Effect of the number of grooves on a wick's surface on the heat transfer performance of loop heat pipe

This study investigated the effects of increasing the number of grooves on a wick's surface, thereby increasing the evaporation surface area, on the performance of loop heat pipe (LHP). In this paper, wicks were manufactured, and the effect of increasing evaporation area (from 0% (8 grooves) to 100% (16 grooves)) on LHP heat transfer performance was examined.

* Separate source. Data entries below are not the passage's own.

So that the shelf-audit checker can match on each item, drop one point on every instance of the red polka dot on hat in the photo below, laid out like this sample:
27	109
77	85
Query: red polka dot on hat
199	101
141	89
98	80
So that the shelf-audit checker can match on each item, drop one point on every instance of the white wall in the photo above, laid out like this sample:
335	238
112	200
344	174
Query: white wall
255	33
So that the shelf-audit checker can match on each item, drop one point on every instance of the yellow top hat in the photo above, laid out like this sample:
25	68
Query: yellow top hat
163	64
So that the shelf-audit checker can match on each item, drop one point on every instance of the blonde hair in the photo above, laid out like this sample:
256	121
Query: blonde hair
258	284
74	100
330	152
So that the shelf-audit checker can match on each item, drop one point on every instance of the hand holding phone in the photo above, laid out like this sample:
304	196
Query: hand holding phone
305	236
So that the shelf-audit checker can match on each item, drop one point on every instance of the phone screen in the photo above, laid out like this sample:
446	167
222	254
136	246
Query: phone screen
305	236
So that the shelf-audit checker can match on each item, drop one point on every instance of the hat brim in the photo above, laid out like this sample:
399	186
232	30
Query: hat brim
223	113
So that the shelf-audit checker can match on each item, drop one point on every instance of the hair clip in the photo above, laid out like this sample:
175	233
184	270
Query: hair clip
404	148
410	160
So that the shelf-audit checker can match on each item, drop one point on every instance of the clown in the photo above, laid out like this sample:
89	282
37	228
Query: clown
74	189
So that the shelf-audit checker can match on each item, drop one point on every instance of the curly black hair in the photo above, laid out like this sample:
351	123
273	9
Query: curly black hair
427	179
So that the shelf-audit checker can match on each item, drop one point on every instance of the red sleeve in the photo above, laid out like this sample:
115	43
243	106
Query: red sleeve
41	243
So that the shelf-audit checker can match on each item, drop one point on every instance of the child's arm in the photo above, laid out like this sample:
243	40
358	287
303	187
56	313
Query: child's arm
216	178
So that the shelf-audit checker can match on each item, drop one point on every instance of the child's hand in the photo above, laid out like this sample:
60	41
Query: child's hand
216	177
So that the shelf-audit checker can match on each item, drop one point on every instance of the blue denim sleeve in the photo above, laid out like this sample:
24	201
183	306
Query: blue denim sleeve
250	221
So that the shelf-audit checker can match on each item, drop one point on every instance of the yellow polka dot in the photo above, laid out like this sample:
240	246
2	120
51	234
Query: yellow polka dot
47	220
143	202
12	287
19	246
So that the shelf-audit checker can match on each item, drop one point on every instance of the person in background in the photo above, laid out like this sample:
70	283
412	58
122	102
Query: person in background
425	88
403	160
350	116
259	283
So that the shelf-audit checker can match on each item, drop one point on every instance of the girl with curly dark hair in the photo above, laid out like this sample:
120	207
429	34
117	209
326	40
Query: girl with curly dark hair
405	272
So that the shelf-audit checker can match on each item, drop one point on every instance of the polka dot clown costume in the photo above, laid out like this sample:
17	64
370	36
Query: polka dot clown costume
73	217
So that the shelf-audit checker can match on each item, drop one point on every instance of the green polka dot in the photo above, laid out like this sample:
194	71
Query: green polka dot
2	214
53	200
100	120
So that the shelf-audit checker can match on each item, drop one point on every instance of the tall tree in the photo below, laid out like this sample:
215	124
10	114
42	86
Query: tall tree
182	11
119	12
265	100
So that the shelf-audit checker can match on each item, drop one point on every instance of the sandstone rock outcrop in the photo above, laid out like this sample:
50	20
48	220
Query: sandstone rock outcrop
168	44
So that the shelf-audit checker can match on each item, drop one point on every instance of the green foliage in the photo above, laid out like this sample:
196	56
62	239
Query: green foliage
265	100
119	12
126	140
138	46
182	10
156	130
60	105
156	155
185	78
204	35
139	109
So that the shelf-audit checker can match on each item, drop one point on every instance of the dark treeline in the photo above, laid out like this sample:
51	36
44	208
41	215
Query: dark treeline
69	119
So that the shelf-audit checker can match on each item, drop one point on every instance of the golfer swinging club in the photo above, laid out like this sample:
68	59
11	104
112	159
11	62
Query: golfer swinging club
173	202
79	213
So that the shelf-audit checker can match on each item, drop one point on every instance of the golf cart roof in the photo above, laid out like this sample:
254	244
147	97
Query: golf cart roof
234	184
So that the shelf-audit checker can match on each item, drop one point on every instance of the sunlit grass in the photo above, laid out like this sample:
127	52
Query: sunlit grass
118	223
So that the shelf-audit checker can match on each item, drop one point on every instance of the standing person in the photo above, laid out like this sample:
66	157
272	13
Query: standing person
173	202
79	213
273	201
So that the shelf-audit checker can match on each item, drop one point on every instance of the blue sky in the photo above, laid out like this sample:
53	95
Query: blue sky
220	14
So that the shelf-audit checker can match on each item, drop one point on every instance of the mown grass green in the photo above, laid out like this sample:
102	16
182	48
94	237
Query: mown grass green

Results indicated that heat transfer performance increases with the number of grooves and the wick evaporation area; when the evaporation area was increased by 75% (14 grooves), the optimal heat load of 500 W was achieved, with lowest thermal resistance of 0.14 °C/W. Compared with results from literature (using wicks with 0% increase in evaporation area), the heat transfer performance was increased by about 60%. The wick parameters in this study were as follows: permeability 1.3–3.25 m2 × 10−13, largest effective pore radius 1.9–2.5 μm, and porosity 63–67%. Taking into consideration the manufacturing process and the resulting structural strength and durability of the wick, 50% increase (12 grooves) in evaporation area yielded the best overall results. Therefore, this paper suggests 12 grooves for the wick; a relationship between LHP performance enhancement and evaporation area was suggested based on empirical results, which can be used to guide future wick designs. •We increased evaporation area by increasing groove number on wick's surface.•There exists an optimal groove number for LHP wick; for our system, it is 14.•Highest heat load increased by 60%, and lowest thermal resistance decreased by 50%.•Logarithmic relation was established between maximum heat load and % area increase.